If you have any questions or would like to discuss any of these topics further, please e-mail me. I will respond as quickly and thoroughly as possible. I have been researching this topic on and off since early 2003. The single best site I have found for more information on these topics is www.financialsense.com. I would recommend the following sections:
http://www.financialsense.com/series2/perspectives2.htm - Articles written in 2000 and 2001 which predict the situation we are in today. To me they bring the author - Jim Puplava, instant credibly. Be ready. There are several hours of reading here.
http://www.netcastdaily.com/fsnewshour.htm - A weekly radio/internet broadcast covering the markets, the Fed and economic sign posts. You can spend 1 to 3 hours per week listening to their views. They have some investment guidelines as well. Listen to some prior weeks commentary to get “spun up” quickly.

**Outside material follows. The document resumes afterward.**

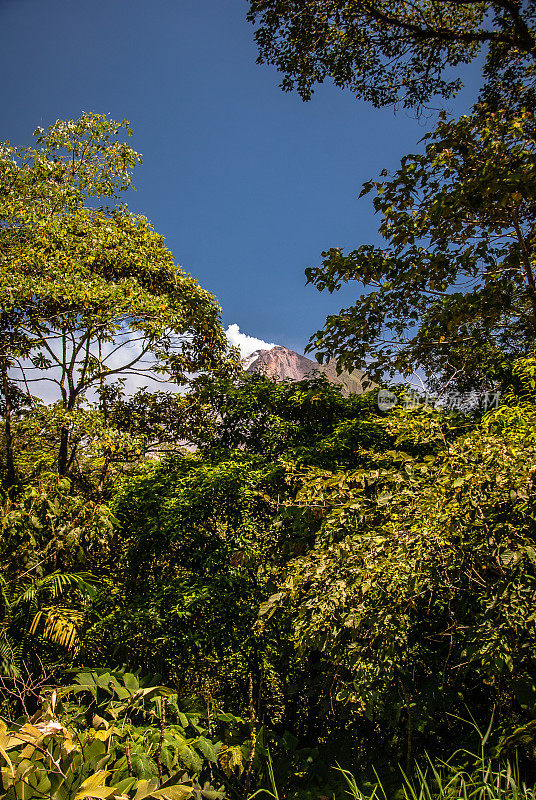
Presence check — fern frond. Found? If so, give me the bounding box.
[30,606,84,650]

Please see our Quicklinks page to dig into articles on specific topics.
None of this information is shared with any degree of eager anticipation. It is simply the factual situation we find ourselves in today. The arrogance of our financial community in thinking they can completely avoid the consequences of an unhealthy debt load is not surprising. How this unfolds is yet to be seen. The Federal Reserve and our government are powerful entities. Can they manage a way out of these excesses? History says “no”. Eventually these imbalances will correct themselves. The timing and degree of correction is what is at question - not “if”, but “when” and “how much” pain. It would be foolish for us to get caught up in the frenzy of speculative greed - especially in real-estate!
If the fundamental picture of this changes in any meaningful way, we will be the first to celebrate. However for now, be watchful. Foresee the danger. Seek refuge in the One who will provide it.
May God bless you and guide you in the years to come.